The transfer of off-range wild horses from the BLM to state and local agencies to be used as work animals, unrestricted sales of young healthy wild horses, killing of older horses, increased BLM budgets for immediate massive on-range roundups, as well as the quick implementation of permanent sterilization methods, were all part of this horrific, one-sided misguided conversation between the witnesses and the members of congress.
That’s why Edita Birnkrant, Friends of Animals’ Campaigns director, disrupted the hearing for two minutes at the midway point, yelling: “The solution is getting welfare ranchers off of our public lands, which have been turned into feedlots. This meeting is a disgrace; you are demonizing wild horses. Give our public lands back to wildlife.”
Members of Congress then continued to speak, showing no love loss for wild horses or for what they consider BLM’s mismanagement of wild horses.
“Basically what we are doing is crowding out the grazing of livestock for human consumption and economic prosperity to create more and more land for wild horses. Does this make sense to you?” Rep. Tom McClintock, asked the witnesses. “So we are supposed to continue to harvest the surplus of cattle but not of wild horses?

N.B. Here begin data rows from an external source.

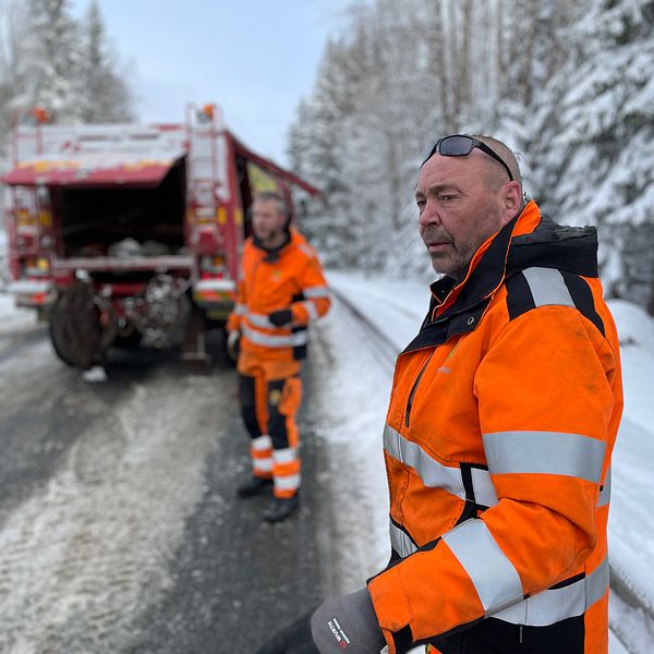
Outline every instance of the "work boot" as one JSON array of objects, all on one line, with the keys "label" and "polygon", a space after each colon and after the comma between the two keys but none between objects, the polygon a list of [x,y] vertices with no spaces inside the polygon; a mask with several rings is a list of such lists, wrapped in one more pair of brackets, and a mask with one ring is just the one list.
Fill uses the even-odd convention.
[{"label": "work boot", "polygon": [[253,497],[254,495],[261,495],[271,485],[271,479],[265,480],[264,477],[251,476],[237,488],[237,495],[239,497]]},{"label": "work boot", "polygon": [[288,498],[274,497],[264,511],[264,520],[266,522],[281,522],[295,512],[299,504],[300,500],[296,495]]}]

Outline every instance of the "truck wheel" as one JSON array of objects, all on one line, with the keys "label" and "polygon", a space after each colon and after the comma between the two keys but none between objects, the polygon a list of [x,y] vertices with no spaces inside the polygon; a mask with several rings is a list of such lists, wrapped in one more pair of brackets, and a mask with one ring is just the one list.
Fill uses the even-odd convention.
[{"label": "truck wheel", "polygon": [[50,339],[55,352],[68,365],[87,370],[104,359],[100,312],[90,284],[76,281],[55,302]]}]

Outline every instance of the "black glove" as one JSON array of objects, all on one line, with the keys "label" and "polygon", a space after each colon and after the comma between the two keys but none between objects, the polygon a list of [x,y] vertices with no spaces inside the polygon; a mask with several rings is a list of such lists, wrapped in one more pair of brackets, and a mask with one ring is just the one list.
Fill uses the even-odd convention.
[{"label": "black glove", "polygon": [[256,654],[320,654],[311,635],[311,616],[302,616],[276,633]]},{"label": "black glove", "polygon": [[386,645],[367,589],[325,602],[311,619],[311,631],[320,654],[379,654]]},{"label": "black glove", "polygon": [[281,327],[288,325],[293,319],[293,314],[290,308],[280,308],[268,314],[268,320],[275,325],[275,327]]}]

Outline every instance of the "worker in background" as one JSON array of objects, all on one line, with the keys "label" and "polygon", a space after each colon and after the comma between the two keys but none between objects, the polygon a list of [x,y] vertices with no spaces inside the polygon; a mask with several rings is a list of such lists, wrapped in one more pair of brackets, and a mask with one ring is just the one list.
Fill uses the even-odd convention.
[{"label": "worker in background", "polygon": [[390,561],[261,653],[607,654],[622,387],[595,229],[525,202],[487,136],[437,141],[415,198],[443,277],[396,364]]},{"label": "worker in background", "polygon": [[228,349],[235,354],[243,422],[251,436],[252,475],[238,488],[252,497],[272,487],[264,512],[278,522],[298,508],[301,361],[307,326],[324,316],[330,300],[315,251],[295,229],[281,195],[261,193],[252,206],[254,235],[245,242]]}]

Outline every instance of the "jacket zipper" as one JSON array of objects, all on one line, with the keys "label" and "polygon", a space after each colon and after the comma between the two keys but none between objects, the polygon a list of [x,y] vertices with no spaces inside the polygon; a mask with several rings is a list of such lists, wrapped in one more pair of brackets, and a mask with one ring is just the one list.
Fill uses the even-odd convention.
[{"label": "jacket zipper", "polygon": [[432,352],[427,356],[427,360],[423,363],[422,367],[420,368],[420,373],[417,374],[417,377],[416,377],[415,382],[413,383],[411,392],[409,393],[409,400],[407,401],[407,410],[404,411],[404,426],[405,427],[409,426],[409,421],[411,419],[411,408],[413,407],[413,398],[415,396],[415,391],[417,390],[417,385],[420,384],[420,380],[422,379],[422,376],[424,375],[425,370],[427,368],[427,365],[429,364],[429,361],[432,361],[432,356],[434,356],[435,351],[436,350],[432,350]]}]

“The Wild Horse and Burro Act of 1971 requires the BLM to remove excess wild horses to prevent an overpopulation. So since Congress passed the law, we’ve seen the numbers wildly exceed what the appropriate management level will tolerate. That means your entity (the BLM) is in violation of the law, right? If you aren’t meeting the goals, maybe somebody else should have the responsibility,” said Rep. Doug LaMalfa of California.
“There was a bill some years back that was advocating permanent sterilization and temporary sterilization so that the horses could enjoy the process of multiplying when they had done appropriate family planning. What is the holdup in defending ourselves against massive runaway costs from the overpopulation of wild horses and burros? Why can’t we have an effort once and for all to utilize sterilization,” said Rep. Louie Gohmert of Texas. “It sounds like there are all these (sterilization) studies being done, but the veterinarian on the panel is pointing out we don’t have time for a lot more studies. I would recommend a bill that would end the studies and start the implementation of what we know needs to be done.”
The leaders of the lynch mob, the invited witnesses who perpetuated the myth that wild horses are overpopulated despite cattle and sheep far outnumbering wild horses on public lands were: Dr. JJ Goicoechea, state veterinarian and deputy administrator for the State of Nevada Dept. of Agriculture; Callie Hendrickson, chairwoman of the American Farm Bureau Federation Federal Lands Issue Advisory Committee; and Keith Norris, director of the government affairs for the Wildlife Society. They were joined by Steve Ellis, deputy director of operations for the BLM, and Ginger Kathrens, executive director of the Cloud Foundation, the latter who were often bullied by everyone in the room.
Perhaps the most ominous suggestion came from Rep. Paul Gosar of Arizona, when he alluded to longstanding Congressional appropriations language that limits BLM’s ability to sell healthy horses and kill older horses.
“Mr. Norris, are you aware that Congress has contributed to the mismanagement of wild horse and burro populations by explicitly prohibiting public land management agencies through an unnecessary appropriations rider from complying with the law and managing wild horses and burros in the most cost effective and humane manner possible,” Gosar asked. He then asked Norris if the rider should be removed to help BLM and other agencies manage wild horses.
“I think the removal of the rider is certainly an option that Congress should consider,” replied Norris. “It would allow BLM to address the off range population. It would relieve them of their obligation to care for that off range population, which would allow them to manage the on range population more appropriately.